77 years old. Married 54 years. Six children, 22 grandchildren. Entrepreneur and founder of 8 businesses. Author of 9 books. Motivational speaker with 2,800 appearances.
Hope floats. Swans’ nests do not—unless they get a little help from someone determined to make sure their precious cargo has a chance to hatch.
Rob Adamson, who lives and works at Jones Boatyard in St Ives, England has been a longtime spectator to the world’s “unluckiest swans” efforts to become parents.
For a decade, he looked on sadly as the poor birds’ eggs fell prey to poaching foxes and rising waters. This year as the Great Ouse began to flood, he knew he couldn’t stand by and let another clutch perish on his watch.
“You’re not supposed to interfere, but it had got to the point where they were all going to die,” Adamson told the BBC.
During the night, Adamson fashioned a makeshift raft and moored it with a line to the bank. It was well after dark when he gingerly lifted the nest and its occupants (eight eggs and one hissing mama) to safety, all under the wary eye of Papa swan. (GoodNewsNetwork.com)
Let’s hear it for our British friend, Rob Adamson!
It takes 13 weeks to complete boot camp at Marine Corps Recruit Depot, San Diego, where young recruits become hardened US Marines. The three-month course is considered one of the most difficult in any branch of the US military.
But before this year, male and female recruits never trained side-by-side.

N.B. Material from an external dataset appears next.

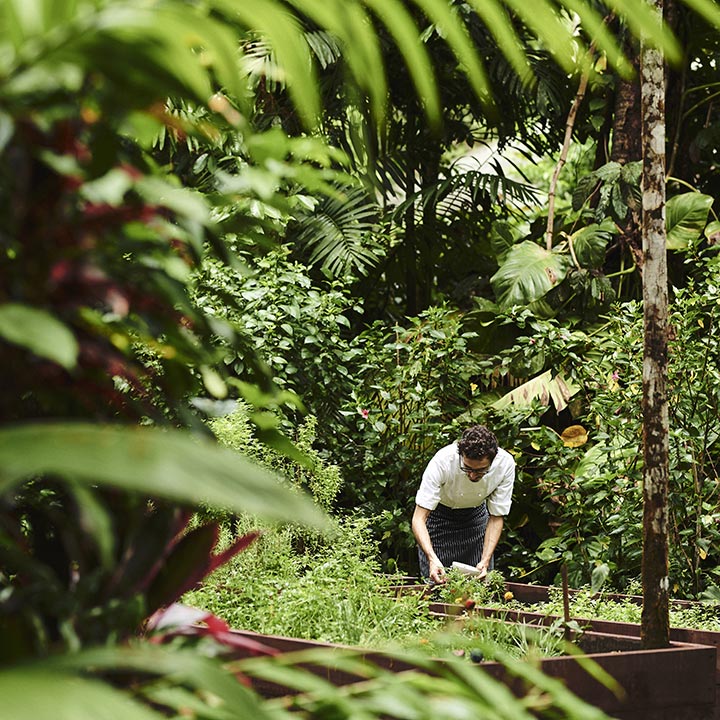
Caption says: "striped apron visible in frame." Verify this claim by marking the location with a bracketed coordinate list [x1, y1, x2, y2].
[418, 503, 493, 577]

This week, after grinding through three months of training and team building, the San Diego depot’s first gender-integrated class of Marines graduated after completing boot camp together. The historic first was motivated by the National Defense Authorization Act, signed in 2020, which required the Marines to begin training male and female recruits together before 2028.
Until recently, the two training depots were largely segregated by gender: Companies of women trained at the recruit depot in Parris Island, South Carolina, and men trained either in South Carolina or San Diego, but not concurrently with the women recruits. (CNN)
Progress!
If they’re going to fight side-by-side, they should be trained side-by-side!